The whole of this story is told through little books, separated out from the game play, told in deliberately disjointed, achronic ways. The gameplay shows you repeated loops, and dreamlike conglomerated worlds, worlds that only make sense as videogame levels, where a videogame serves as the metaphor for a flipping videogame. The story then repeats on itself; there are numerous attempts to make snese of the same basic puzzle, as the world the puzzle is from gets more complicated.

The game is full of references, to Sonic the Hedgehog and to Super Mario Bros, and the eventual plot revelation of the first run through the game is to confront that you aren’t actually the good boy you thought you were, and that the girl you were pursuing was running away from you and then into the arms of someone she wanted more than you. And then, the game gives you a chance to restart, and try again, and give you a different take on it. What if that wasn’t the way the story went, the game asks, what if something else was the case.

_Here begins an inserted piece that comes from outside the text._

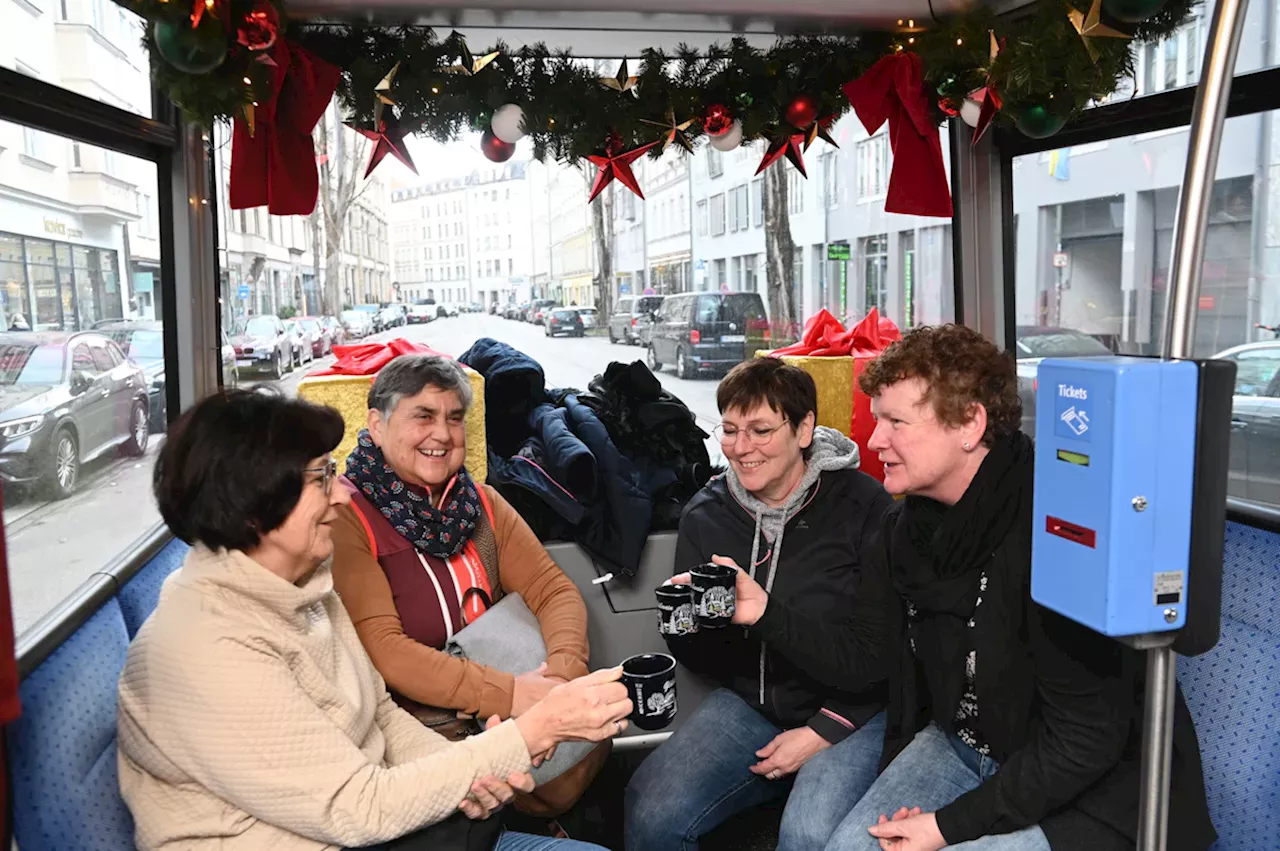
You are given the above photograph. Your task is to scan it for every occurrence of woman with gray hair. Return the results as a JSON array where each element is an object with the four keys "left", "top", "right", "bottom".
[{"left": 330, "top": 355, "right": 603, "bottom": 817}]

So you replay the game in the hopes that maybe it’s not really a story about you ignoring women. And you play through it again, ignoring the women in the story segments who do not get to appear, and you ignore their opinions and you ignore the way their story bits are segmented off and you find yourself again at that last level and you play through it again and no, find, again, it’s the same story. You’re still the bad guy. And you think about what that means and struggle through the last story beats that have nothing to do with what you just saw.

And you try again.

And again.

And eventually you find the stars.

And suddenly you have a new course of action. You have to look at the levels all over again and find maybe, the thing in them that you missed. You have look up and down and back again, at this ever-increasing world of complexity. Sometimes you have to stand still, on your own, completely ignoring everything, doing nothing but playing this videogame in the least fun, least engaging way possible, for hours, and that gets you a star. And sometimes you have to delay gratification and show you’re smart, by not solving a problem as soon as you can, and that gets you a star. And so on and so forth, as you steadily get all the stars, and then you get the new ending, and find that, in fact, you can get the girl. You got the girl because you were smart enough, and you knew she wasn’t the girl, she was, she was…

Then begins the final stage of the game, where you try to rationalise what you just played and what it means. All that stuff about women and being ignored and ignoring women and discarded wedding rings and the woman who runs from you and the ruined relationships, that’s not what the story is really about. You, smart game player, eventually have to work out the story is about the nuclear bomb, or whatever.

Basically this is a game about ignoring all the ways you’re treating women in your life so you can prove that the real problem is how clever you are.

Blow has spoken, he says, about the potential of games to be more. This is an impressive sounding, but it’s a hollow deepity – because in how he talks about his own games, it becomes pretty clear that Blow doesn’t actually know what games already are, let alone what they could be. And thanks to the vaguaries of who gets to be heard in this media landscape where having $200,000 to drop on your weird little indie game project is itself, a function of capitalism and its ability to randomly select winners and losers based on existing privilege superstructures, it’s kind of hard to argue that Braid is not, down to its very soul, a game about gender and capitalism.

It’s a shame, because if this guy who is a luminary and well-financed voice in the videogame scene, if this ‘serious voice’ on the subject seems to be so unaware of the things he’s bringing to the table, that sort of suggests to me that he’s not getting a lot of variety in the things he’s hearing in his own media landscape.

Dude could benefit from some more diverse voices, is what I’m saying.